6 Reaktionen zu “Verlustbescheinigung – Antragsfrist nicht versäumen”

  1. Roland

    Bleibt nach Verrechnung von Gewinnen und Verlusten unterschiedlicher Geldinstitute unter Zuhilfenahme der Verlustbescheinigung letztendlich ein Jahresverlust bestehen, wird dieser dann vom Finanzamt festgestellt und kann im nächsten Kalenderjahr vom Finanzamt wieder berücksichtigt werden??

  2. Ellen Ashauer-Moll

    Ja – wird für die Einkünfte aus Kapitalvermögen im Rahmen der Steuererklärung ein Gesamtverlust erklärt, so ist dieser vom Finanzamt gesondert festzustellen und fortzuführen. Der Verlust muss dann vom Finanzamt berücksichtigt werden – dabei ist jedoch Voraussetzung, dass für das Folgejahr wieder die Kapitalerträge in der Steuererklärung angegeben werden.

  3. Jörg Krause

    Was geschieht bei “Alt-Fällen”, wo bspw. ein Wertpapier in 2000 gekauft wurde, mit Verlust nach Abgeltungssteuerrecht verkauft wurde?Es gab derzeit noch keine Historie über Gewinne/Verluste seitens der Bank und einziger Nachweis bleibt der Kaufbeleg. Was ist zur Verlustverrechnung dann zu beachten? Muß der Antrag trotzdem bei der Bank gestellt werden oder muß der Verlust bei der Steuererklärung geltend gemacht und mit dem Kaufbeleg zusammen eingereicht werden?

  4. Tobias Hofmann

    sofern bereits altverluste vom finanzamt festgestellt wurden und nun im rahmen der abgeltungssteuer neue verluste hinzugekommen sind, verrechnet die bank neue gewinne automatisch mit den neuen verlusten. ist es möglich, sich für 2011 diese verlustbescheinigung ausstellen zu lassen, im rahmen der steuererklärung die altverluste verrechnen zu lassen und anschließend die neuverluste z.b. 2014 (nach ablauf der frist der verrechnung von altverlusten) wieder von der bank einbuchen zu lassen?

  5. Peter Jäckel

    Nein, leider bedeutet eine Verlustbescheinigung keinen Verzicht auf unterjährige Saldierung! Altverluste lassen sich nur dann mit neuen Gewinnen verrechnen, wenn diese saldiert am Jahresende übrig bleiben. Für 2011 gibt es also keine Verrechnungsmöglichkeit der Neugewinne mit Altverlusten, da diese ja niedriger waren als die Neuverluste, sonst hätte keine Verlustbescheinigung ausgestellt werden können. Für die Jahre 2012 und 2013 kann dann aber die für 2011 beantragte Verlustbescheinigung hilfreich sein.
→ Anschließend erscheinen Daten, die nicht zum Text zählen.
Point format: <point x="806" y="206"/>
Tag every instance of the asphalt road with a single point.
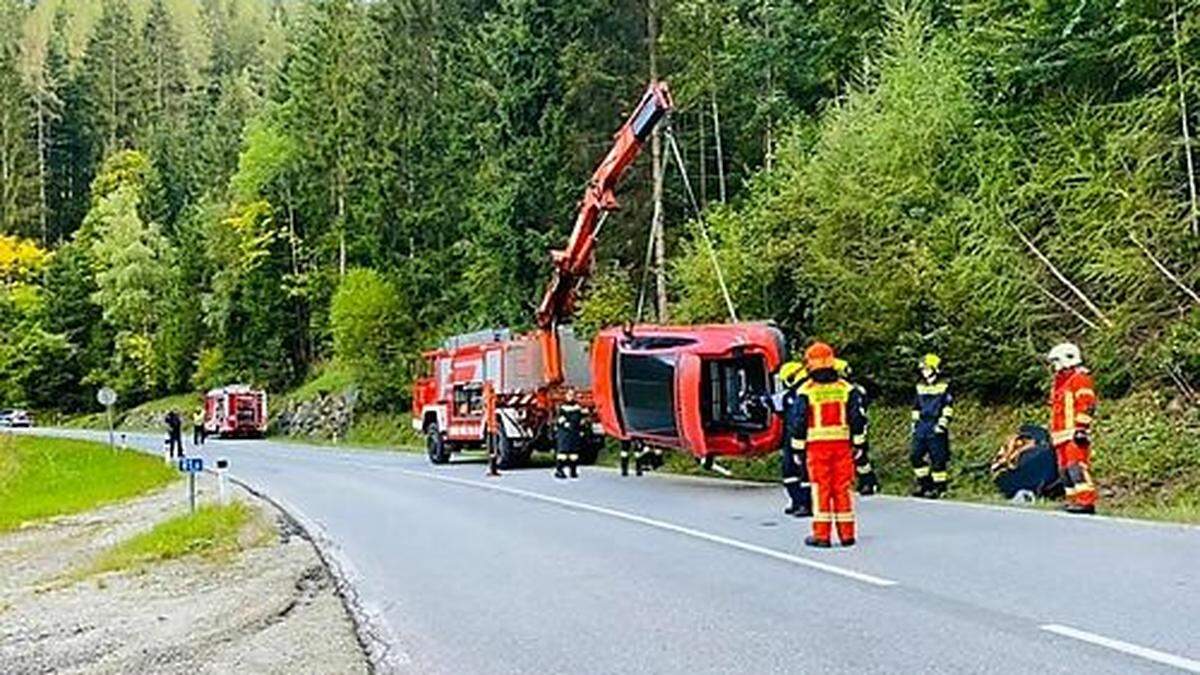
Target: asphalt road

Denn mit dieser sind die Töpfe bei der Bank zum 1.1.2012 leer und der dann im Jahr 2012 ggfl. anfallende Gewinn wird nicht mehr automatisch zuerst gegen die Verluste aus 2011 verrechnet. So wird es eher möglich ssein, im Saldo 2012 Gewinn zu machen und diesen dann gegen Altverluste zu verrechnen (=> Steuerrückerstattung). Den bescheinigten Verlust aus 2011 (ein “Neuverlust”) kann man – anders als die Altverluste – auch nach 2013 nutzen, jedoch nur über spätere Steuererklärungen, also nicht wieder bei der Bank einbuchen lassen.

  6. Ellen Ashauer-Moll

    Das ist richtig, wobei hier dann auch in den Folgejahren (2012 und 2013)Gewinne (nicht laufende Erträge wie Zinsen oder Dividenden) anfallen müssen. Die nach Verrechnung von Altverlusten überschiessenden Gewinne und anderen Kapitalerträge wie Zinsen und Dividenden können dann zusätzlich mit dem per Verlustbescheinigung 2011 vorgemerkten neuen Verlust zusätzlich verrechnet werden. Aufgepasst bei Ehegattenverlustverrechnung: Gewinne bleiben nur dann mit Alt-Verlusten verrechenbar, wenn nicht vorher eine Verrechnung zwischen Ehegattenkonten bei der jeweiligen Bank erfolgte (Voraussetzung: gemeinsamer Freistellungsauftrag).

    PS: Auch Alt-Verlust kann man (eingeschränkt) nach 2013 nutzen – zur Verrechnung mit z. B. Edelmetall-Gewinnnen.